La Professeure Agnes Ullmann, s’est éteinte le 25 février 2019, à l’âge de quatre-vingt-douze ans. Proche collaboratrice de Jacques Monod et scientifique de renommée internationale, elle a participé à l’essor exceptionnel de la biologie moléculaire dans les années soixante.
« Agnes Ullmann vient de nous quitter à l’issue d’une longue maladie, laissant un vide profond chez celles et ceux qui furent ses collaborateurs et amis, au cours de ses années de recherche à l’Institut Pasteur, et parmi de nombreux collègues aux USA, en Grande-Bretagne et dans le monde de la biologie moléculaire !
D’origine roumaine, c’est en Hongrie, à l’université de Budapest, qu’elle obtient son doctorat ès sciences, et devient maître de conférences. Mais le contexte scientifique devient de plus en plus difficile pour elle et son mari, le biologiste Tom Erdös. Elle décide de fuir la Hongrie. C’est en France, à l’Institut Pasteur à Paris, dans le laboratoire de Jacques Monod, alors chef du service de Biochimie cellulaire, qu’après un périple mouvementé, elle aboutit finalement, en 1958. Jacques Monod lui conseille alors de se joindre à ma propre équipe ! Douée d’une exceptionnelle « vitalité », d’une ardeur sans pareil pour la recherche, elle ne tarde pas à prendre une part importante aux travaux concernant la biosynthèse des protéines en système cellulaire, et le mode d’action de la streptomycine.
Cependant, les années qui suivent l’arrivée d’Agnes en France, au sein du laboratoire de Jacques Monod, comme dans ceux de François Jacob et d’André Lwoff, sont contemporaines d’un essor exceptionnel des travaux pasteuriens menés, principalement, sur la régulation génétique, le modèle de l’opéron lactose, le répresseur. Agnès, de plus en plus intégrée à l’Institut Pasteur, prendra une part grandissante aux recherches concernant la régulation négative et l’allostérie, participant aux travaux sur le promoteur lactose, sur les propriétés allostériques de la phosphorylase b du muscle, et démontrera l’effet antagoniste qu’exerce l’AMP cyclique sur la répression catabolique chez Escherichia coli.
En 1966, elle acquiert la nationalité française. Nommée à la tête de l’unité de Biochimie des régulations cellulaires, elle apportera une importante contribution à l’étude de la toxine de Bordetella pertussis, l’agent de la coqueluche, une adenylate-cyclase dont certaines formes, génétiquement modifiées, permettent d’établir une immunité cellulaire contre l’agent infectieux.
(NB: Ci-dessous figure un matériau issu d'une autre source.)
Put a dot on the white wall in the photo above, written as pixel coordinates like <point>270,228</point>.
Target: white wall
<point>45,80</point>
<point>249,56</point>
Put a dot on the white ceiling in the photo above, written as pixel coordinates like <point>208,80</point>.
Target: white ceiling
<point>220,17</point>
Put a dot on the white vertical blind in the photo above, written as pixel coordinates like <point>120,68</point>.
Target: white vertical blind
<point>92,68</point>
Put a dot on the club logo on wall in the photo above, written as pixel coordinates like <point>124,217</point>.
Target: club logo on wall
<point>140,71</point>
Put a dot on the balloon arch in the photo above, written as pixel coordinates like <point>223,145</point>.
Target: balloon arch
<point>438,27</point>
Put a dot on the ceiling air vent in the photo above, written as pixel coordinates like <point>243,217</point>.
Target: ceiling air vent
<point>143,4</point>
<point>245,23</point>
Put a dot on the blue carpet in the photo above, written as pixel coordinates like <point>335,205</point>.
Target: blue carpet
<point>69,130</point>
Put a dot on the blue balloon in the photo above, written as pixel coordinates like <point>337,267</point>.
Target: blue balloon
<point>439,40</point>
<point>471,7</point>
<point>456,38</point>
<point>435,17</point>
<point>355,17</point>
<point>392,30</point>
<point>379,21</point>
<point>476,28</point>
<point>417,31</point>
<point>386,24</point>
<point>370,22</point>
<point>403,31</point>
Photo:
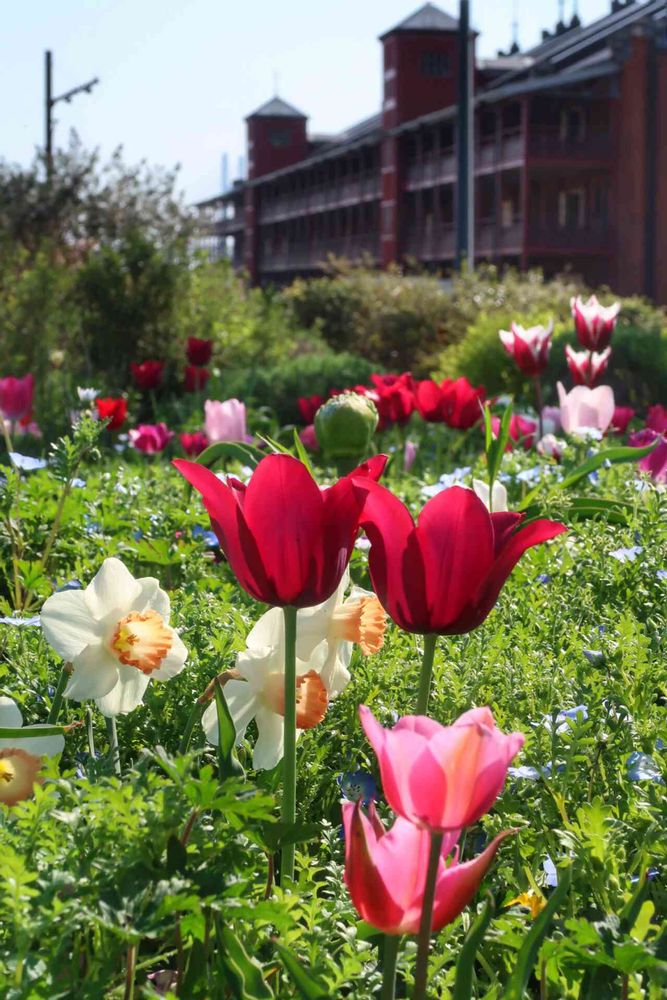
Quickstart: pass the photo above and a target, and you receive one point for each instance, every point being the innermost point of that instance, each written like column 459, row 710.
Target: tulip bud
column 345, row 425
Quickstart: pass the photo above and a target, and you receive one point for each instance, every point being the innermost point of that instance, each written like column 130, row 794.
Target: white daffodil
column 498, row 496
column 21, row 759
column 117, row 636
column 325, row 635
Agnes Ullmann n’était pas seulement estimée de tous les pasteuriens. Elle jouissait d’une solide réputation internationale, notamment en Grande-Bretagne et aux USA, auprès de grands noms de la biologie, tels Francis Crick, Sydney Brenner, Melvin Cohn, Edmond Fischer… Les trois pasteuriens prix Nobel, Jacques Monod, François Jacob et André Lwoff, avaient pour elle une très grande estime. Elle le devait, certes, à ses travaux scientifiques, à ses remarquables ouvrages écrits dans un style direct, révélateurs d’une personnalité scientifique marquante. Mais elle le devait également à son tempérament entier, passionné, à son dynamisme incomparable, à sa générosité.
L’Institut Pasteur, ses collaborateurs et amis, perdent une grande et attachante figure. »
François Gros,
Ancien directeur général de l’Institut Pasteur de 1976 à 1982, Secrétaire perpétuel de 1991 à 2000 et Secrétaire perpétuel honoraire depuis janvier 2001 de l’Académie des sciences
Agnes Ullmann a été affiliée à la fois au CNRS (de 1962 à 1992) et à l’Institut Pasteur (1978 à 1996). Outre la direction de l’unité de Biochimie des régulations cellulaires de 1979 à 1996, elle a été directrice scientifique du développement à l’Institut Pasteur entre 1982 et 1995 sous la direction du Professeur Raymond Dedonder, puis du Professeur Maxime Schwartz. Au moment de son départ à la retraite, elle était directrice de recherche au CNRS et professeure à l’Institut Pasteur. Par la suite, chercheuse émérite, elle a continué à travailler à l’Institut Pasteur.
Elle était Chevalier de l‘Ordre National du Mérite, Chevalier de la Légion d’Honneur, récipiendaire de la médaille d’or Louis Pasteur (Académie des sciences) et membre de l’EMBO.